= James Beatty (engineer) =

Irish railway engineer (1820–1856)

James Beatty (31 March 1820 – 11 March 1856) was an Irish railway engineer.

The son of a medical doctor from Enniskillen, Beatty was first employed in 1842 at the age of 22 by Peto and Betts on building the Norwich and Lowestoft line. In 1853 he was in Nova Scotia surveying the European and North American Railway and despite adverse weather conditions, the line was staked out in good time. Towards the end of 1854 he was appointed by Peto, Brassey and Betts as Chief Engineer of the Grand Crimean Central Railway, built to convey supplies to the Allied forces in the Crimean War. He arrived in Balaklava in January 1855 to join Donald Campbell and his team who had already started to survey the line. Beatty's energy and enthusiasm ensured that the line, which included a stretch at a gradient of 1 in 14, was laid in a very short time.

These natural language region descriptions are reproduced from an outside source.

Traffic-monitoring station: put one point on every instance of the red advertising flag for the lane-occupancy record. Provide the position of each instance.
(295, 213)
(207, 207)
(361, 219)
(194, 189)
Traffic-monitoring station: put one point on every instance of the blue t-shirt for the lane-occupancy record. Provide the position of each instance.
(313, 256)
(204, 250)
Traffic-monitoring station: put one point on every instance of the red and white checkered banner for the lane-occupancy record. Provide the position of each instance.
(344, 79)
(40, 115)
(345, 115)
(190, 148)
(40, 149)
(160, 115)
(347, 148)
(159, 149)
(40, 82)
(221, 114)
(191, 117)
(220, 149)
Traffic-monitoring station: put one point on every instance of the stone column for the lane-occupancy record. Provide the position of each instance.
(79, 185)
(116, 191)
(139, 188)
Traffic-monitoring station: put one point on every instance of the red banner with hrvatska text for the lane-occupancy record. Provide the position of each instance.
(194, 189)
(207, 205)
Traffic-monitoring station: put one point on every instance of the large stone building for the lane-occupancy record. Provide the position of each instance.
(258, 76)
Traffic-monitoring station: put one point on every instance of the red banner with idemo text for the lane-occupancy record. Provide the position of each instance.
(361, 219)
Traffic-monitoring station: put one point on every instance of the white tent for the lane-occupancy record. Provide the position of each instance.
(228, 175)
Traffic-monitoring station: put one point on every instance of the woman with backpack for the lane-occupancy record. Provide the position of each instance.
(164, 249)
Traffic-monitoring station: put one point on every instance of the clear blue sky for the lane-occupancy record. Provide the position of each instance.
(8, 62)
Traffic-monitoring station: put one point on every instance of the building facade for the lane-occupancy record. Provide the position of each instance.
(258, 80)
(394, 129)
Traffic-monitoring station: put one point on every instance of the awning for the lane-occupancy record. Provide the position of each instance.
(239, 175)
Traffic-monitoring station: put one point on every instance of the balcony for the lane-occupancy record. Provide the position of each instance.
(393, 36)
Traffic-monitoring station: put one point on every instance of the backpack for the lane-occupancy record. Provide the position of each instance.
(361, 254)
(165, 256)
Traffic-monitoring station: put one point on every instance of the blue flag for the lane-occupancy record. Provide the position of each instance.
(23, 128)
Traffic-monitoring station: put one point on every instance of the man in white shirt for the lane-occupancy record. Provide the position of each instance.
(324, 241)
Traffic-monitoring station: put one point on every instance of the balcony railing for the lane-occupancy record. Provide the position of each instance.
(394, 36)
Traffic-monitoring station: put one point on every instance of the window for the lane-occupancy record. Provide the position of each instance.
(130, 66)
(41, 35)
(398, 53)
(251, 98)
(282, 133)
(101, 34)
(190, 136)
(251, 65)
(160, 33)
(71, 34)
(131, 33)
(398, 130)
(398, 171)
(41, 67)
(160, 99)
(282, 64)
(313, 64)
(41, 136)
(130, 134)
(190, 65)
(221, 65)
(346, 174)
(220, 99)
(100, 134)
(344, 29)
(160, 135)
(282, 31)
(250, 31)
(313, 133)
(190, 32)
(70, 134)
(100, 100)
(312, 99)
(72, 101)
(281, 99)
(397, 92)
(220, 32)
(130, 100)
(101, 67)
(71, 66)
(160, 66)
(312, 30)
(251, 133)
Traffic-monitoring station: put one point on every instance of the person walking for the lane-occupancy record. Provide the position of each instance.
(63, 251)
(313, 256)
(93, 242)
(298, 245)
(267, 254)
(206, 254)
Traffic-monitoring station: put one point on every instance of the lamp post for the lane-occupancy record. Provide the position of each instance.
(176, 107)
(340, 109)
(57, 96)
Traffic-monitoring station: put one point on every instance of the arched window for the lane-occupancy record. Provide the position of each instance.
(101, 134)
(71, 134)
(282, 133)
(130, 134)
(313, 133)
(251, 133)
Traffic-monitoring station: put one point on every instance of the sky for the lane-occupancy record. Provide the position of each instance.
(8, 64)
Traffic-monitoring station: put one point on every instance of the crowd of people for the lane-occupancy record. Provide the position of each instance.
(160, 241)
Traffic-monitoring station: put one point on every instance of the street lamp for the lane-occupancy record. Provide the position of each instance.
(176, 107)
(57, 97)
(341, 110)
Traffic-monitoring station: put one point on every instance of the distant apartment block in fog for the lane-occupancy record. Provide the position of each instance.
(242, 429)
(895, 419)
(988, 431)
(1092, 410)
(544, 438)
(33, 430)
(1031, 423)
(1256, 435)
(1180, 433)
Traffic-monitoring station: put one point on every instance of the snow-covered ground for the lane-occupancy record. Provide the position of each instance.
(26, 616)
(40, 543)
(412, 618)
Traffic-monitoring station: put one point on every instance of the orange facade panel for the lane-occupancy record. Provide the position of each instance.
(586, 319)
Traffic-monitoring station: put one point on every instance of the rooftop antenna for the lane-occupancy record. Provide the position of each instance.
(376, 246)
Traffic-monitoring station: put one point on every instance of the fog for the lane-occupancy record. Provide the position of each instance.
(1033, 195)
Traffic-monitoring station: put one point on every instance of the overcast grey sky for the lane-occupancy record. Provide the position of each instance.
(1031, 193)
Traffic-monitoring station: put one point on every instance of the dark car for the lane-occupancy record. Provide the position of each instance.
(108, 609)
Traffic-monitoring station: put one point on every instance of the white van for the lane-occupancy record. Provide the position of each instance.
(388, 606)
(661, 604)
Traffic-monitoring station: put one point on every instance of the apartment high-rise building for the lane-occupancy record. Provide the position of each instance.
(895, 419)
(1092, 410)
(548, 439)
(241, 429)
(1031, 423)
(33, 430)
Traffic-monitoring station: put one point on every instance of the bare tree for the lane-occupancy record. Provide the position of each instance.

In April, Beatty was involved in an accident on the line when a train went out of control. He sustained an injury which appeared originally not to be serious but he never fully recovered from it. With the railway substantially complete in November he was still far from well and he left for England. His condition continued to deteriorate and he died in March 1856 at the age of 35 from an aortic aneurysm which was possibly the result of the accident. His widow was awarded a pension equivalent to that of a colonel dying on active service.